Re: [PATCH 0/2] mm: memcontrol: cgroup2 memory statistics

[Date Prev][Date Next][Thread Prev][Thread Next][Date Index][Thread Index]

 



On Wed, Jan 13, 2016 at 02:49:16PM -0800, Andrew Morton wrote:
> It would be nice to see example output, and a description of why this
> output was chosen: what was included, what was omitted, why it was
> presented this way, what units were chosen for displaying the stats and
> why.  Will the things which are being displayed still be relevant (or
> even available) 10 years from now.  etcetera.
> 
> And the interface should be documented at some point.  Doing it now
> will help with the review of the proposed interface.
> 
> Because this stuff is forever and we have to get it right.

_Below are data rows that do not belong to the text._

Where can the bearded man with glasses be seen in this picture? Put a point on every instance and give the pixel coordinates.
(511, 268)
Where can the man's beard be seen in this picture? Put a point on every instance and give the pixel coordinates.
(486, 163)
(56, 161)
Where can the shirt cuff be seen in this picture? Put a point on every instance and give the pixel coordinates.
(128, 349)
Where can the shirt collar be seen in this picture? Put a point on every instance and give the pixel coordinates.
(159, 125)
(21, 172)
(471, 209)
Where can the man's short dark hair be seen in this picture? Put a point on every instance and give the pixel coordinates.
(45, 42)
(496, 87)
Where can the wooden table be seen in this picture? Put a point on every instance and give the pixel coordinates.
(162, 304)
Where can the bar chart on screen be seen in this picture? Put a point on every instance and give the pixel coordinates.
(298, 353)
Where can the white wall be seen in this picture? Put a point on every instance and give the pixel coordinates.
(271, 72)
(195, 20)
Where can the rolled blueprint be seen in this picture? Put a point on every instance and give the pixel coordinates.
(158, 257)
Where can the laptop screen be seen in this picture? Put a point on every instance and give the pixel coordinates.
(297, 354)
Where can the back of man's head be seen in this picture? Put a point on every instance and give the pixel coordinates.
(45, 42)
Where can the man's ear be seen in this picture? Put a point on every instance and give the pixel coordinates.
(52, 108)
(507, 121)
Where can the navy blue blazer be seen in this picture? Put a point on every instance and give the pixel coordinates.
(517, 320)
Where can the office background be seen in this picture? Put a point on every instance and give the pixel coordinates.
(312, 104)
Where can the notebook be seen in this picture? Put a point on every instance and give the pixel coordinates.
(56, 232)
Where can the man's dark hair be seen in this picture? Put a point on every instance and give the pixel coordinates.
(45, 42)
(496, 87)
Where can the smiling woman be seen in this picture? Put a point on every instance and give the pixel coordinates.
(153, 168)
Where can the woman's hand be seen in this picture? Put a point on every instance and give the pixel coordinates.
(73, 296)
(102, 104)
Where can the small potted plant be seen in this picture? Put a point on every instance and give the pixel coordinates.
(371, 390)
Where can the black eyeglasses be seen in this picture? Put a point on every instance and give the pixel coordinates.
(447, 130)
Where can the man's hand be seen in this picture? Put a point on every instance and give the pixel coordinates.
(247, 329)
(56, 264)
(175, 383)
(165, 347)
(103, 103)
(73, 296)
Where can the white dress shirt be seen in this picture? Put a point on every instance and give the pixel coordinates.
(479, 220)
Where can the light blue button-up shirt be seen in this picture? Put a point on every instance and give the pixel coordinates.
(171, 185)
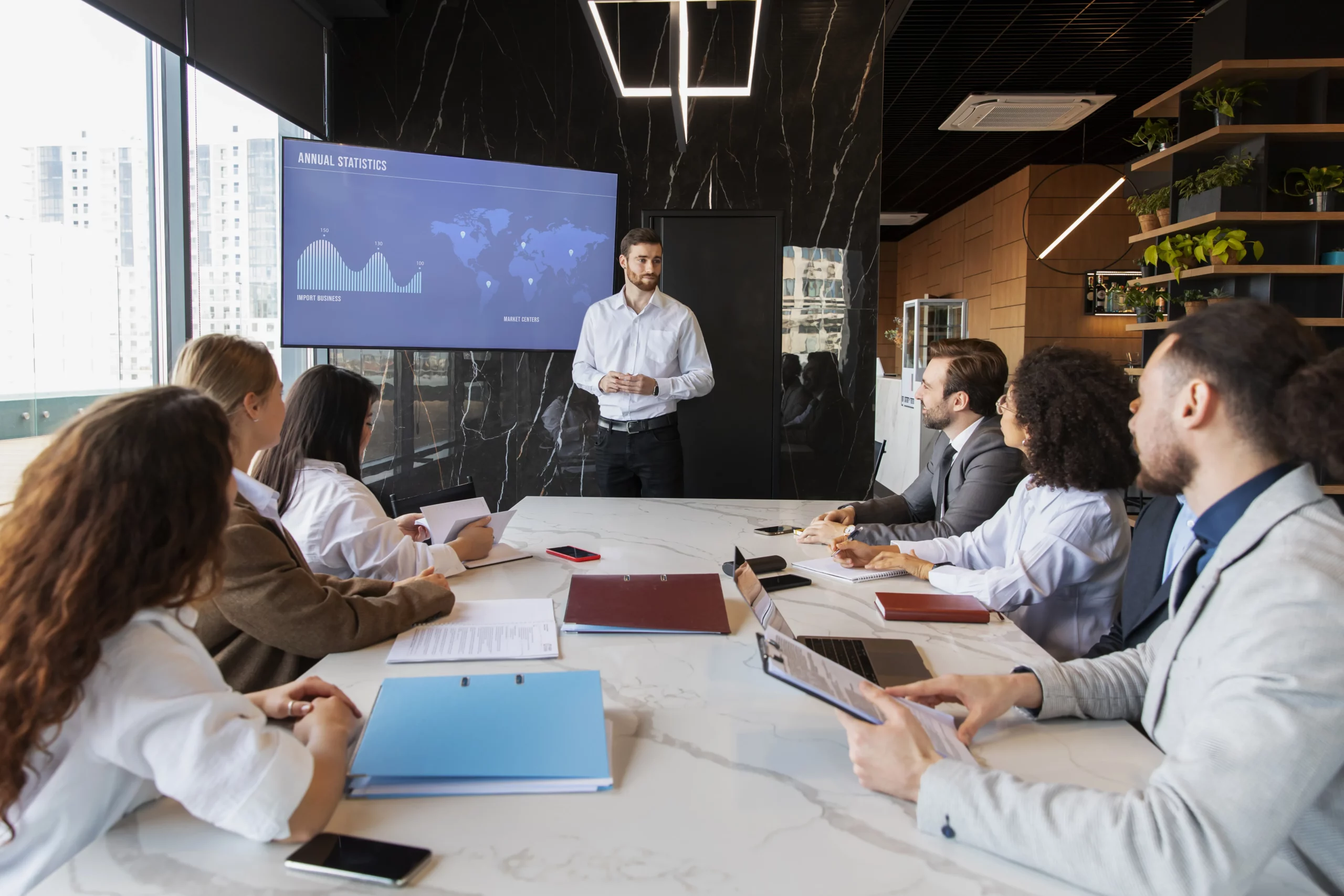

Here is a follow-up to 1/2 that hopefully addresses all that, as well
as the 32-bit overflow problem. What do you think? I'm probably a bit
too optimistic with being able to maintain a meaningful sort order of
the file when adding new entries. It depends on whether people start
relying on items staying at fixed offsets and what we tell them in
response when that breaks. I hope that we can at least get the main
memory consumers in before this is released, just in case.

>From 1be87db16a3895538ce65362b5234ef9c8af308d Mon Sep 17 00:00:00 2001
From: Johannes Weiner <hannes@xxxxxxxxxxx>
Date: Thu, 14 Jan 2016 10:40:24 -0500
Subject: [PATCH] mm: memcontrol: basic memory statistics in cgroup2 memory
 controller fix

Fixlet addressing akpm's feedback:

- Fix overflowing byte counters on 32-bit. Just like in the existing
  interface files, bytes must be printed as u64 to work with highmem.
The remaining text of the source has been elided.